The whole idea of modesty (in a Biblical usage) meaning more coverage to prevent lust is wrong and is a glaring example of reading a presupposition back into a text.  The idea is actually more to the effect of neatness, orderliness or respectability and not of concealment of body for sake of protection from the lusts of men.

(More good thoughts on the Biblical idea of modesty from a female perspective…)

Unfortunately there are many teachers out there who use a few words from the Bible to build their own rigid prescriptions. Literature from Bill Gothard, for example, encourages victims of sexual abuse to blame themselves and is basically rationalizing abuse as a product of female immodesty or rebellion from parents and God’s will.
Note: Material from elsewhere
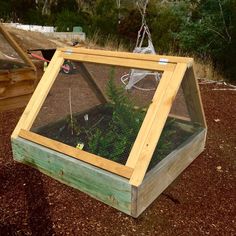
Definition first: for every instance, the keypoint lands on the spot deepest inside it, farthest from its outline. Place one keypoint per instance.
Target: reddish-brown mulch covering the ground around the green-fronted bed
(201, 201)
It is never the responsibility of women to control male impulses.

Jesus spoke directly to matters of lust—he gave no excuse to irresponsible and leering men:

“…I tell you that anyone who looks at a woman lustfully has already committed adultery with her in his heart.  If your right eye causes you to stumble, gouge it out and throw it away.  It is better for you to lose one part of your body than for your whole body to be thrown into hell.”  (Matthew 5:28-29)

Even Bible literalists may dismiss that as hyperbolic.  But even as that could be the case, the message is pretty clear about where responsibility for sin of lust lies and Jesus offers the solution. There is no excuse given for men, no blame he puts on women and no uncertainty of terms: Men are responsible for their own thought life, not women. 

Men who point a finger of blame at women are doubling their sin. 

A man who blames a woman is both guilty of the lust and also guilty of false accusation. They are like king Saul who blamed his disobedience against God on the will of the people. (1 Samuel 15) They are opposite of a man after God’s heart (Acts 13:22) like David who did not make excuses when confronted for his sin. Men who blame women are failures of Christian leadership and may need to be cut off until they repent of their false testimony.

Jesus did not give an example of a patriarchal tyrant who could not be questioned and then always blames others when things go wrong. No, Jesus led by self-sacrifice, he took responsibility for sins that were not even his own—the sins of the world—and brought grace to every situation. That is the example of real Christian leadership.

The Bible might be a basis for some to excuse their own failures and justify their own abuses, but good Christian men do not ever blame others for their own sin. Beware of those who claim to be based in the Bible and yet lack the evidence of the attitude of Jesus Christ.